緊張型頭痛は、頭痛のなかで頻度が高い一次性頭痛(脳出血や脳腫瘍などほかの病気が原因ではなく、頭痛そのものが病気として起こっているタイプの頭痛)で、頭全体や後頭部に締め付けられるような鈍い痛みや圧迫感が続くのが特徴です。片頭痛のようなズキズキする拍動性の痛みや強い吐き気は少なく、痛みの強さは軽度から中等度で、両側性に生じることが少なくないです。
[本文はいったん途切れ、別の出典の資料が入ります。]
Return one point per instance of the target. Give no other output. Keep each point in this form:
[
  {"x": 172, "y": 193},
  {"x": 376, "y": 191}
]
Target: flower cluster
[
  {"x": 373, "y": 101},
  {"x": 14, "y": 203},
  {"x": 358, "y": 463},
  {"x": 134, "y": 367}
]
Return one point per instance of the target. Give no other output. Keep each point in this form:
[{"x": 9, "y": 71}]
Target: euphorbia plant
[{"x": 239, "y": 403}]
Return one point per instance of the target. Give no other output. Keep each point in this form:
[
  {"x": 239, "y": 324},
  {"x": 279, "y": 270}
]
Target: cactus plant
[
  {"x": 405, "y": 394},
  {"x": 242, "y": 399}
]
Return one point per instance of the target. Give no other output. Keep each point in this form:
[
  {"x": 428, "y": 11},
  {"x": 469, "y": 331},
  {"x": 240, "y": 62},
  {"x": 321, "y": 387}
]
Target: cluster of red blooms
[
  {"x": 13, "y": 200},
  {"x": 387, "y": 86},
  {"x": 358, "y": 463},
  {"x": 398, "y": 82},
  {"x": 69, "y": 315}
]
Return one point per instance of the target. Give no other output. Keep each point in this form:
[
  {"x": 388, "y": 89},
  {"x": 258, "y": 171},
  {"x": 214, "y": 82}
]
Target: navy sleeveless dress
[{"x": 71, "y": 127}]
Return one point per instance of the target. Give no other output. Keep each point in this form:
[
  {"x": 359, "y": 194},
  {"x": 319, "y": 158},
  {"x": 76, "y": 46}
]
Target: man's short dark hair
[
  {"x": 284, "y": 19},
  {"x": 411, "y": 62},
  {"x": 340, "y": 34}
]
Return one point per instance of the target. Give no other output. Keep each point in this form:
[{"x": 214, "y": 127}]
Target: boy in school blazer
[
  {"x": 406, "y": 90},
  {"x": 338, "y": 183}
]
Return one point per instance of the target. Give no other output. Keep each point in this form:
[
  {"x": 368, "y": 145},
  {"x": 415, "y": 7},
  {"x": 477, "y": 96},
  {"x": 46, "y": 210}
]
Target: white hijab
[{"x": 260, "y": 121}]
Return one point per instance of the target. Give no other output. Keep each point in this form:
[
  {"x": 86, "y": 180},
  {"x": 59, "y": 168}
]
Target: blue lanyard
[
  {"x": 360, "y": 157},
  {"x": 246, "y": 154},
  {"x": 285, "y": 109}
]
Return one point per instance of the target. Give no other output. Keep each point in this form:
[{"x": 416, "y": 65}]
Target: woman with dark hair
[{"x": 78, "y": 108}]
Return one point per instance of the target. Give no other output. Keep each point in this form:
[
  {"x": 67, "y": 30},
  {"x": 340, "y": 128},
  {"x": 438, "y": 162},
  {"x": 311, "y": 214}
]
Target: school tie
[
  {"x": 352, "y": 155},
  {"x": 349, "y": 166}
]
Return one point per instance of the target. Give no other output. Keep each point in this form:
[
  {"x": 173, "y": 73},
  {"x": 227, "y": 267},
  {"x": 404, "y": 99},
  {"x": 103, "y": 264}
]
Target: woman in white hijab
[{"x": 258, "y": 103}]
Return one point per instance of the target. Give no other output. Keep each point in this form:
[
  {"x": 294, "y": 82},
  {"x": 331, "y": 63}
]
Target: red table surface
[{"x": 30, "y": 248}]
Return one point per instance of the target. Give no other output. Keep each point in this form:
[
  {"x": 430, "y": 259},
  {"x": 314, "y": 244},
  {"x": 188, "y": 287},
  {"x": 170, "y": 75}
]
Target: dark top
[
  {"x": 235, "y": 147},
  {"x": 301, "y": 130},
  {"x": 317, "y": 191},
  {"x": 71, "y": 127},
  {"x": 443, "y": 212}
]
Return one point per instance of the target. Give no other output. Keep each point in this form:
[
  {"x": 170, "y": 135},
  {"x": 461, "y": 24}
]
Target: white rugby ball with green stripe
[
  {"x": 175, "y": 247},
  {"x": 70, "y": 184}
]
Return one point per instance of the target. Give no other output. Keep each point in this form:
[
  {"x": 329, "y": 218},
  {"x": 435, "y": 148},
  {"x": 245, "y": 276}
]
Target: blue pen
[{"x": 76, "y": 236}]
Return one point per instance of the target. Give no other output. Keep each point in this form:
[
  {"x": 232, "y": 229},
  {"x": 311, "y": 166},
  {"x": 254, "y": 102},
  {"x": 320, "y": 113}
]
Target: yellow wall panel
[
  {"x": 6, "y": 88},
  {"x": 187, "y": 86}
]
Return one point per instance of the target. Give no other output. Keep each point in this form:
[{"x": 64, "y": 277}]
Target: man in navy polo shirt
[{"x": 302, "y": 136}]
長時間同じ姿勢をとることや首・肩のこり、精神的ストレスなどにより頭や首まわりの筋肉の緊張で起こるとされます。
緊張型頭痛とコーヒーの関係

コーヒーに含まれるカフェインが一時的に痛みを和らげる場合もありますが、筋肉のこわばりや血流悪化、睡眠の質の低下を通じて頭痛を悪化させる可能性もあるため、飲み過ぎには注意が必要です。
頭痛治療の補助として使われることがある
コーヒーに含まれるカフェインは、頭痛治療の補助として用いられることがあります。カフェインには血管を収縮させる作用や、痛み止め成分の吸収を高める働きがあるため、一部の市販頭痛薬にはカフェインが配合されています。
コーヒーを急にやめると頭痛が出ることがある
コーヒーを毎日のように飲んでいる方が急にカフェイン摂取をやめると、離脱症状として頭痛が出ることがあります。日常的にカフェインを摂取していると脳血管が収縮した状態に慣れており、急にやめると血管が拡張し、その変化が頭痛の一因になるとされています。
カフェイン入りの薬は早く効くが使いすぎはよくない
市販の頭痛薬のなかには、カフェインが配合されたものがあります。これは、カフェインに血管を収縮させる作用や鎮痛薬の効きを高める働きがあり、痛みを早く和らげやすくする狙いがあるためです。しかし、カフェイン入りの薬を頻繁に使いすぎると、次第に薬が効きにくくなったり、薬をやめたときにリバウンド頭痛やカフェイン離脱による頭痛が起こったりするおそれがあります。